A spatial body with sliding elements - Double Room, Corpus 01 - is set up on the Schlossberg in Arnsberg

"The room-body is accessible, its parts are within reach, you can move them and thus change perspectives, create a section that you can change again in the next moment. The spatial body separates me from the world around me and brings me particularly close to it." [Susanne Schuricht]

In 1452, Leon Battista Alberti defined architecture in "De Re Aedificatoria" as "...harmony and unison of all parts, which is achieved in such a way that nothing could be taken away, added or changed without destroying the whole." Art, in turn, is designed in the context of the corpus to bring this whole into consciousness. The "Double Room, Corpus 01" is a horizontal cuboid, white, with sliding walls on the ceiling and sides, just over one and a half meters high and two and a half meters wide. It allows ever new views analogous to the movements and adjustments of the sliding walls: views of the person from inside the room to the outside and of the person inside from the outside. The result is the framing of views from the inside to the outside and from the outside to the inside. The views to the outside allow views of the landscape and landscape-defining elements. The views inwards show a rectangular white background in which views of the landscape and fragments of people inside open up. The posture of the people inside is determined by the height of the room. They squat or lie in the room and look out, and are always partially concealed by the sliding walls.

Architecture can be defined by its space-creating character and consists of the duality of space and shell. It creates a boundary between outside and inside. This shell creates a space for people to stay and work, as well as to store their belongings, protected from the undesirable influences of the outside world.

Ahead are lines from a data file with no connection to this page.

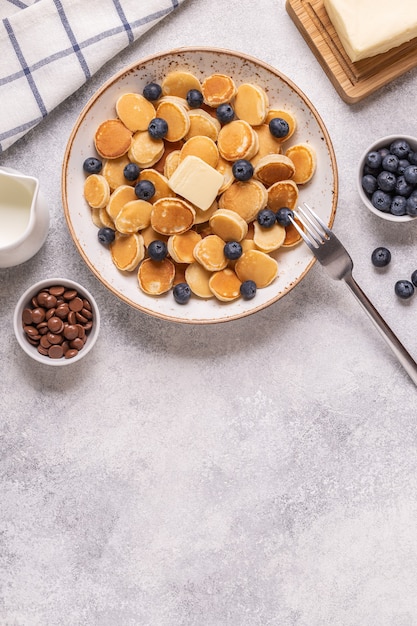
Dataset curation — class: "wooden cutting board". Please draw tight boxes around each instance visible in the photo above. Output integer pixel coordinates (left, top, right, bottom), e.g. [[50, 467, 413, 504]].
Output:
[[286, 0, 417, 104]]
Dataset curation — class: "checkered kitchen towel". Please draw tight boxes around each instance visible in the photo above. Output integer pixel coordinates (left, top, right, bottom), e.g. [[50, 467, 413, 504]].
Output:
[[0, 0, 184, 153]]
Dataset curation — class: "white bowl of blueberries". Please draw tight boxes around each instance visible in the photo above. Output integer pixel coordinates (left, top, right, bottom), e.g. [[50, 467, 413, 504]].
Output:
[[358, 135, 417, 222]]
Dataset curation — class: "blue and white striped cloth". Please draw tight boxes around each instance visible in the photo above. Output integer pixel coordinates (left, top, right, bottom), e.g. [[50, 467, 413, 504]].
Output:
[[0, 0, 184, 153]]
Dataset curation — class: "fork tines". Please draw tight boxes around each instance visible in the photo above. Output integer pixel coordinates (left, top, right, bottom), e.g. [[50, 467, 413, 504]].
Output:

The corpus is different. It makes us aware of the duality of interior and exterior space and thus gives us the opportunity to locate and spiritualize ourselves in relation to both spaces. The user in the room will be in the room and adjust his view of the outside himself, while at the same time symbolizing for the viewer this act of self-chosen gaze in the form of a framed image of himself in white space. This is possible because this space as a work of art does not represent any functional social, political or economic, i.e. concrete reason for its existence, apart from being art. The shape of the corpus, its form and cubature, its proportions, are all aesthetic aspects, which in this case can be derived from the function and use through the flexibility of the sliding walls. Essential to the meaning of the work is the interaction between the artwork and the viewer and the viewer's contemplation of the interior. It is an authentic art experience of the world within the world. It corresponds to the aim of Max Horkheimer and Theodor Adorno in the "Dialectic of Enlightenment". They call for authentic culture as something that is primarily self-sufficient and has this as its purpose. It promotes the human imagination by providing inspiration, but unlike the culture industry, it leaves room for independent human thought and action. In this sense, authentic culture does not seek to imitate reality, but to go far beyond it.1 [Wolf Guenter Thiel]

Susanne Schuricht lives and works in Berlin. Her focus is on installations and photographic works. Susanne Schuricht has exhibited nationally and internationally.